The major difference, though, is that Modern Acupuncture isn’t trying to solve the utilization problem incrementally, it’s trying to solve it really fast, and they’re powering their solution with the promise of profits for investors. Modern Acupuncture is obviously counting on utilization rising to meet their costs. That’s such a big risk — particularly in light of the owner-operator issue — that thinking about it makes me feel sort of sick, actually. I guess it’s empathy, because I know what it feels like to put a ton of time and energy into making a clinic, and then hold your breath while you wait for acupuncture utilization in your community rise to meet your clinic’s needs.
Based on past experience, I find it hard to believe that Marilyn Allen started crying when Modern Acupuncture called her because she’s moved by the masses having access to acupuncture. I think it’s more likely that she was crying because she understands more than anybody how troubled the industry really is, and she hoped Modern Acupuncture might be a solution.
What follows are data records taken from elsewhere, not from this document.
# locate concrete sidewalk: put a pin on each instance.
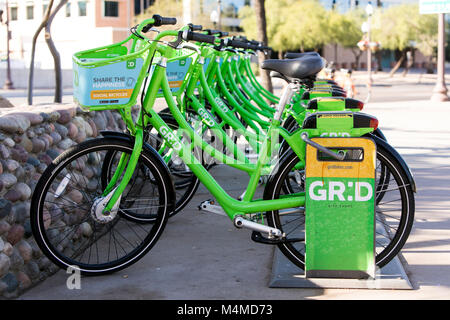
(202, 256)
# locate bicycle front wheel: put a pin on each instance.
(66, 225)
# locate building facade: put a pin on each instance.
(79, 25)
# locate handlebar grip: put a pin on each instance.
(199, 37)
(212, 32)
(159, 21)
(236, 44)
(195, 27)
(264, 48)
(257, 43)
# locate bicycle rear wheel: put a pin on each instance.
(68, 229)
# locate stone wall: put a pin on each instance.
(29, 139)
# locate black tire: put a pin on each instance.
(393, 225)
(185, 182)
(69, 233)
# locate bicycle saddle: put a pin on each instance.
(293, 55)
(298, 68)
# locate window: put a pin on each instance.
(111, 8)
(30, 12)
(13, 12)
(82, 8)
(68, 9)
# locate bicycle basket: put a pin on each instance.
(178, 70)
(109, 77)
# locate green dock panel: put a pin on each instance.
(340, 210)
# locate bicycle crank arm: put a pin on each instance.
(241, 222)
(258, 237)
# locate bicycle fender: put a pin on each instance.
(379, 134)
(380, 142)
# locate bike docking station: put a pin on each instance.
(340, 222)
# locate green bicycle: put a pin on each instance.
(85, 216)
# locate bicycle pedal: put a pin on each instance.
(258, 237)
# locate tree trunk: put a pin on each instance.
(55, 53)
(262, 36)
(398, 64)
(33, 50)
(409, 62)
(357, 53)
(379, 57)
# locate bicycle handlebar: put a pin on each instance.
(240, 44)
(195, 27)
(199, 37)
(217, 33)
(157, 22)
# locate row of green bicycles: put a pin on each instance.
(103, 204)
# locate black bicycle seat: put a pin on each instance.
(298, 68)
(294, 55)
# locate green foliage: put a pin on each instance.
(305, 24)
(399, 27)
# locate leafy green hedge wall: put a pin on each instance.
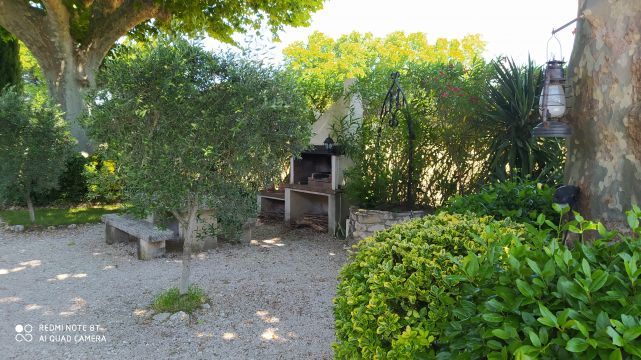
(460, 287)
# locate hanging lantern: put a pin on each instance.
(552, 103)
(329, 144)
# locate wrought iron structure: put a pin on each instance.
(395, 102)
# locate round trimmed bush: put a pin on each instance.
(394, 297)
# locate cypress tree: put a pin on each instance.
(10, 71)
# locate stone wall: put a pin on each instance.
(363, 223)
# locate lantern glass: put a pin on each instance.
(555, 100)
(329, 144)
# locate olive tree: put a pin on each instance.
(35, 144)
(70, 38)
(193, 130)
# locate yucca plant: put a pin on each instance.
(512, 113)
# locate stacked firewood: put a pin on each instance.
(314, 221)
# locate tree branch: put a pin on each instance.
(115, 19)
(25, 23)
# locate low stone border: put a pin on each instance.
(363, 223)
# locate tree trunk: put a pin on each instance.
(604, 153)
(32, 212)
(190, 235)
(68, 80)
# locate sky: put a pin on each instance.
(510, 27)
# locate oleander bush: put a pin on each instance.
(496, 292)
(520, 200)
(395, 296)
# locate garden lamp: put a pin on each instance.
(552, 99)
(329, 144)
(552, 103)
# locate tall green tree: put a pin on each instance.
(70, 38)
(193, 130)
(35, 145)
(10, 71)
(321, 64)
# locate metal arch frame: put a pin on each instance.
(394, 102)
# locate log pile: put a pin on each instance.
(314, 221)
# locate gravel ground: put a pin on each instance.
(270, 299)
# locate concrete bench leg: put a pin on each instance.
(246, 235)
(115, 235)
(148, 250)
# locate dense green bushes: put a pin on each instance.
(520, 200)
(494, 292)
(394, 297)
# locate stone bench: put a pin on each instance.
(151, 240)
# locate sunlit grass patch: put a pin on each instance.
(171, 301)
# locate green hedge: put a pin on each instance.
(394, 297)
(520, 200)
(458, 287)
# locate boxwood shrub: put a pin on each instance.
(395, 296)
(459, 287)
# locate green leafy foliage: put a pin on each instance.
(555, 302)
(171, 301)
(35, 146)
(218, 19)
(519, 200)
(443, 101)
(191, 129)
(103, 180)
(511, 115)
(10, 70)
(321, 64)
(395, 295)
(524, 295)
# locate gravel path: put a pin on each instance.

I think the odds are that our troubled industry just got itself an equally troubled franchise.
p.s. An alert comrade drew my attention to the fact that all MA locations are now offering unlimited acupuncture in 2019 for $995. Given that this apparently undercuts their membership model, it looks pretty desperate. Even if it's a short term offer, and designed to get people to use their FSA/HSA money…I remember people trying similar things in the early days of CAN — basically, before we collectively knew what we were doing — and I never remember it working.
From the article: “A recliner chair, sleeves and pants rolled up, one practitioner serving multiple clients,………..”
“There’s no one in this industry that’s doing what we’re doing, that’s providing it affordably and convenient”
Yeah, no one has EVER seen a business model like THAT!!!
What pompous assholes! Give me my dirty communist comrades ANY day!
Someone should hand out business cards of the local POCA clinic right outside of every MA franchise!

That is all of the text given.